El médico de guardia certificó el fallecimiento de Guy Trentham a las seis y tres minutos del día 23 de abril de 1927. A la mañana siguiente, la señora Trentham inició su viaje de regreso a Inglaterra, acompañada del ataúd. Se sintió tranquilizada al pensar que solo dos personas en aquel continente sabían tanto como ella: un anciano caballero que se jubilaría al cabo de escasos meses y una mujer que, a partir de ahora y hasta el fin de sus días, viviría de una forma que nunca habría creído pocos días antes.
La señora Trentham zarpó para Southampton con el mismo sigilo de la ida, y se dirigió directamente a su domicilio de Chester Square en cuanto pisó suelo inglés. Informó a su marido sobre los detalles de la tragedia y aceptó a regañadientes que se publicara un anuncio en el Times del día siguiente. Rezaba así:
«El capitán Guy Trentham, MC, ha fallecido trágicamente de tuberculosis, después de padecer una larga enfermedad. El funeral tendrá lugar en la iglesia de Santa María, Ashurst, Berkshire, el martes 8 de junio de 1927».
El vicario del pueblo celebró la ceremonia por el querido desaparecido.
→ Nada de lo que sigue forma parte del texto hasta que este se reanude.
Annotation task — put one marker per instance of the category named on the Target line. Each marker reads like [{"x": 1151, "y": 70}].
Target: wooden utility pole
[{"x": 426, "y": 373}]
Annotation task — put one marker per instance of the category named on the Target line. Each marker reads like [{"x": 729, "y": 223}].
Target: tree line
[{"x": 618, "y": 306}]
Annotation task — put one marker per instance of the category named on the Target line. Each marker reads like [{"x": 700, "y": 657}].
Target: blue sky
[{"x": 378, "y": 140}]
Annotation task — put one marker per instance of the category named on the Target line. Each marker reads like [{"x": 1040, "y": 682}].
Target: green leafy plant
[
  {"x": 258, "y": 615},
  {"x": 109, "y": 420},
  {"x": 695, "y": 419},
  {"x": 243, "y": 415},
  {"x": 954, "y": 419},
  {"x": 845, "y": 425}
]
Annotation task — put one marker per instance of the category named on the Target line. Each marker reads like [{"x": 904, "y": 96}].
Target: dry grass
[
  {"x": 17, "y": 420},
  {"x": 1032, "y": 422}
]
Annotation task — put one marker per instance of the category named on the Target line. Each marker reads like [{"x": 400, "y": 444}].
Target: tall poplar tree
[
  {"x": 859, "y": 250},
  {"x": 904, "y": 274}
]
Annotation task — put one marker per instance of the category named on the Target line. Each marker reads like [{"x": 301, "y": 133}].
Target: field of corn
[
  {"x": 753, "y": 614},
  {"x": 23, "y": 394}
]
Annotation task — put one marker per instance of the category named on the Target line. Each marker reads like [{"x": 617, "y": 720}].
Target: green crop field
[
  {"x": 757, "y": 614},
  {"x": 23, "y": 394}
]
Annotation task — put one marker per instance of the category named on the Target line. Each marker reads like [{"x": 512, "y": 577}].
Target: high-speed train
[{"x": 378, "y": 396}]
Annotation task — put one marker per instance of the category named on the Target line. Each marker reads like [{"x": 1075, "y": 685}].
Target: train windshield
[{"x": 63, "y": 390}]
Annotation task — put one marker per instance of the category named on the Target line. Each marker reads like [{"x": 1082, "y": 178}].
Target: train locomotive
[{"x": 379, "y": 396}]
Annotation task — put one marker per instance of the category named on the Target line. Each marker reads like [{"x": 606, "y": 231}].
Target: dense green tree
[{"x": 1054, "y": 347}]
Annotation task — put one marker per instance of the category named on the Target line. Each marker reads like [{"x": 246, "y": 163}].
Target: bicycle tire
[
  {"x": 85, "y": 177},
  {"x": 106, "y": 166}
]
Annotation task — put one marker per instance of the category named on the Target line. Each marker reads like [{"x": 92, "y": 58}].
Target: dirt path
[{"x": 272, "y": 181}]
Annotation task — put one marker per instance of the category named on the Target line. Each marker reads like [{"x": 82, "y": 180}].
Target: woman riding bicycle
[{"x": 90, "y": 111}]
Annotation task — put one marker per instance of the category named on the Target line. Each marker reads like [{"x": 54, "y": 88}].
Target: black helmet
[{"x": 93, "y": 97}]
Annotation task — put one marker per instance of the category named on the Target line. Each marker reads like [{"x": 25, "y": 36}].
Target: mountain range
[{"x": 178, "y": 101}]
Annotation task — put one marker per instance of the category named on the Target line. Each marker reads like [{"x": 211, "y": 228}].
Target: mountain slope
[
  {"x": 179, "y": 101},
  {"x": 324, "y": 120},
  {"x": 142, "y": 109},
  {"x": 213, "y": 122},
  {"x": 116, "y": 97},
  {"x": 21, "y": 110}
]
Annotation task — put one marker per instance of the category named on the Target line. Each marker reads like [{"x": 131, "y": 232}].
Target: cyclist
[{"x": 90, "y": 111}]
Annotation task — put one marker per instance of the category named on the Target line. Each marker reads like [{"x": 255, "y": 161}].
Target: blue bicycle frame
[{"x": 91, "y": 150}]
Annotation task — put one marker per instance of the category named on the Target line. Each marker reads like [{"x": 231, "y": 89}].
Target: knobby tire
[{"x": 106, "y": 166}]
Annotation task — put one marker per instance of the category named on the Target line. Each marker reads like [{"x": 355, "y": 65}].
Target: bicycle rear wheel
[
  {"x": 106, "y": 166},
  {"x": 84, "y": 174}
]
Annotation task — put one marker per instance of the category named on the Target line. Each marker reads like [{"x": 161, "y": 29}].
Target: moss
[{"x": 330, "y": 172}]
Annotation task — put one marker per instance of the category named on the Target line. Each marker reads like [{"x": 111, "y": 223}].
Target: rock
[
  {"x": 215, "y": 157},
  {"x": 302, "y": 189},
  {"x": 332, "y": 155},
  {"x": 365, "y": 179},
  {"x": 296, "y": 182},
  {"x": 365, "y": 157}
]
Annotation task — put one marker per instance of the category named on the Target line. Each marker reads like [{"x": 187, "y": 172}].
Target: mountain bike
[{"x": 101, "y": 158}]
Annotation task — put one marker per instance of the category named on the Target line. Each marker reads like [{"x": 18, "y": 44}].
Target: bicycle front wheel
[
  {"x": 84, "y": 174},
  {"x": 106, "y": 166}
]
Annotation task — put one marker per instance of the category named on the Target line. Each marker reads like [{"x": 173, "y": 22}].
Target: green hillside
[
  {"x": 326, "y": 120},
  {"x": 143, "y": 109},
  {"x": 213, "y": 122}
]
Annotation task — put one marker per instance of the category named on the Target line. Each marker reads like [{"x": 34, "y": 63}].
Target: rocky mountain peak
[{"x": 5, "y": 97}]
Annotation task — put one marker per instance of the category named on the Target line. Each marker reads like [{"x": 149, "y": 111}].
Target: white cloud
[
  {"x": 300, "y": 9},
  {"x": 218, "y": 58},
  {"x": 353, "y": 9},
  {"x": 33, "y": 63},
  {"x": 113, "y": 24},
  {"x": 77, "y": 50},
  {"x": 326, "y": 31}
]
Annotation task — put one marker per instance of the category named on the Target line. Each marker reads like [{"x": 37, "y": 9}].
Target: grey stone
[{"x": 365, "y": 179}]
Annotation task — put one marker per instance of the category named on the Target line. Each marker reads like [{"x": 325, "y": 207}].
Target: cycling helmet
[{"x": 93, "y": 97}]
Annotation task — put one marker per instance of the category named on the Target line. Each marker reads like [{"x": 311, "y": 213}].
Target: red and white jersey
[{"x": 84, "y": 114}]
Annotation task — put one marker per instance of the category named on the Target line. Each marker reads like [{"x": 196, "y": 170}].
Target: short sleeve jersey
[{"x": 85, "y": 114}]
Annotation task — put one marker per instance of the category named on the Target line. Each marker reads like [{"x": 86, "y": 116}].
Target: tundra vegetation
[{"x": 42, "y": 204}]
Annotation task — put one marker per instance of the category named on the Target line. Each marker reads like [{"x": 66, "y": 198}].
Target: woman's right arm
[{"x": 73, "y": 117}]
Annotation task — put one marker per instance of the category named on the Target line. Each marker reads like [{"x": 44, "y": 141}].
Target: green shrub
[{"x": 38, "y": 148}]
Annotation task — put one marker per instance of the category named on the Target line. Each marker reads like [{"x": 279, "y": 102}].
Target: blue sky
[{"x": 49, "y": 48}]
Su muerte, aseguró a los fieles, era una tragedia para todos aquellos que le conocían.
Guy Trentham fue enterrado en el lugar destinado a su padre. Parientes, amigos de la familia, feligreses y criados abandonaron el cementerio con la cabeza gacha.
La señora Trentham recibió, durante los días siguientes, un centenar de cartas de condolencia; una o dos hacían hincapié en que podía consolarse con el pensamiento de que un segundo hijo ocuparía el lugar de Guy.
Al día siguiente, la fotografía de Nigel sustituyó a la de su hermano en la mesilla de noche.